When a mother eagle is about to let go of her eaglets, she does a couple of things to get them out of the nest. She starts bringing them less food every day. She also begins to remove their nest, branch by branch. She dismantles the resting place.
From one point of view that can seem cruel. What a terrible thing to do! But when we look at it from a larger perspective, from a bigger viewpoint, we see that she’s giving her young the freedom to exercise their wings and fly.
When we graduate from a certain level of being here, life does the same thing to us. It withdraws old sources of nourishment and reminds us it’s time to go to another level of awareness. By removing our old sources of nourishment, we discover greater reserves of strength and power within us.

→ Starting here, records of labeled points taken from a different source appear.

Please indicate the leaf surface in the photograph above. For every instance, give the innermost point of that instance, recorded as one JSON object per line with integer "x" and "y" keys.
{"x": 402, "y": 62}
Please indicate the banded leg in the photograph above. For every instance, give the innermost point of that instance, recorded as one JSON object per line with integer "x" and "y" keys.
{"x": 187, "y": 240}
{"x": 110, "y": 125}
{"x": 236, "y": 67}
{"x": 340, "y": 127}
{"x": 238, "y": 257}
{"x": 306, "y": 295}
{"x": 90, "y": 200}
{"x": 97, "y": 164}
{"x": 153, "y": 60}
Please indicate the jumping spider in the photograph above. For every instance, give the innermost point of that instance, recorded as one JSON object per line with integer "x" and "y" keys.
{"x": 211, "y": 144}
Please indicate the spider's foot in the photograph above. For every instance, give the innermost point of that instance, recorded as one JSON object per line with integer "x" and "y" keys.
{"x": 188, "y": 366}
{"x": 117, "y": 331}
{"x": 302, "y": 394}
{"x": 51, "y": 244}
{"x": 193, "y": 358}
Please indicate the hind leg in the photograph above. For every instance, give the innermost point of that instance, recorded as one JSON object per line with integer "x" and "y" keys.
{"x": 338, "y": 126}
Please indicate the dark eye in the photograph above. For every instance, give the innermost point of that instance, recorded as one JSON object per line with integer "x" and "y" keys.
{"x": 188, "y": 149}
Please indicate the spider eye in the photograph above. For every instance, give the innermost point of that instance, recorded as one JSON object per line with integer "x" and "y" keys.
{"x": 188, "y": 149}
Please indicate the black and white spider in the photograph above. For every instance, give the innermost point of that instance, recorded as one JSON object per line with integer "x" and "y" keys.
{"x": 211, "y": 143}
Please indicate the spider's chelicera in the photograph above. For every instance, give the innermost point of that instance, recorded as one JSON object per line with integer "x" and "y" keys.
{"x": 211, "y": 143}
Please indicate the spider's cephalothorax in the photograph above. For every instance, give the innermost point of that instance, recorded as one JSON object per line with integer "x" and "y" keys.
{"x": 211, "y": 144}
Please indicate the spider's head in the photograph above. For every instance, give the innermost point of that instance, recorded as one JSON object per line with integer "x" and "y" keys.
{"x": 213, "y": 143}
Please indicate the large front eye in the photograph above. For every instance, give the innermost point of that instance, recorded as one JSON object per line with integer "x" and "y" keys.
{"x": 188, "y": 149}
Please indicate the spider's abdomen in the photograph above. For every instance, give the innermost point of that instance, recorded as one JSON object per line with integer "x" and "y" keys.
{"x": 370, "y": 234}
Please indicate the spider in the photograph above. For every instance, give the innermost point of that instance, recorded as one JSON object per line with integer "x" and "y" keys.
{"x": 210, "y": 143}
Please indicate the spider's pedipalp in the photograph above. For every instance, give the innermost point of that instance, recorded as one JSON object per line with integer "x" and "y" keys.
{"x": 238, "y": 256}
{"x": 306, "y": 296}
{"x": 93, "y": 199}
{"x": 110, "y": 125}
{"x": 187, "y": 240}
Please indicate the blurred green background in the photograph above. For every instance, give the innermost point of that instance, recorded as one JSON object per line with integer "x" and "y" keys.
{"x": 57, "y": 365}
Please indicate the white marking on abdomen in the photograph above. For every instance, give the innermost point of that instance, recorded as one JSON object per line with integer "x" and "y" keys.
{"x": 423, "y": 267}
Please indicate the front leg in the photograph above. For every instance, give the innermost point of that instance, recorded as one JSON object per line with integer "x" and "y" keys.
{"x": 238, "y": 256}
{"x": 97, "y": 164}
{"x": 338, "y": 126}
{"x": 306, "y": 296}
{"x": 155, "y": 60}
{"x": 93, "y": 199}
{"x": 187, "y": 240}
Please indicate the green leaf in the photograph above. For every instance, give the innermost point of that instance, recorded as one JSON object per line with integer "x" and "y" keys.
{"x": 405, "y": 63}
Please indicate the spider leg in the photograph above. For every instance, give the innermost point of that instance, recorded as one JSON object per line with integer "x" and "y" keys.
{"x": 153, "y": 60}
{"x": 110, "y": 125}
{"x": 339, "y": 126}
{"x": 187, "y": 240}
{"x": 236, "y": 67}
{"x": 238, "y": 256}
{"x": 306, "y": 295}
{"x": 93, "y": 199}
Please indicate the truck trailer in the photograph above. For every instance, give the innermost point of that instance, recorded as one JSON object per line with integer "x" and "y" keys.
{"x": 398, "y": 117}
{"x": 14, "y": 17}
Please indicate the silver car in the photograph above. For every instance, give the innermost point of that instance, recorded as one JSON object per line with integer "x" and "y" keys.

No bird can fly without opening its wings, and none of us can love without opening our hearts. Anytime we hesitate revealing who we are, we can picture ourselves as a bird perched on a roof, wings tucked at our sides. To enter a relationship without opening our heart is to jump off that roof without spreading our wings. That we must move through the fear of flying before being upheld is what trusting is all about.
When we bring up what is inside, it is sacred and scary, and we’re often not sure if we want to touch it or not. By going inside, though, and being with whatever we find there, we discover that it makes all the difference. Our revelations become our wings. Then we can say, “This is who I am when no one is looking.” For each of us is a fledgling that eventually, if fed, will fly.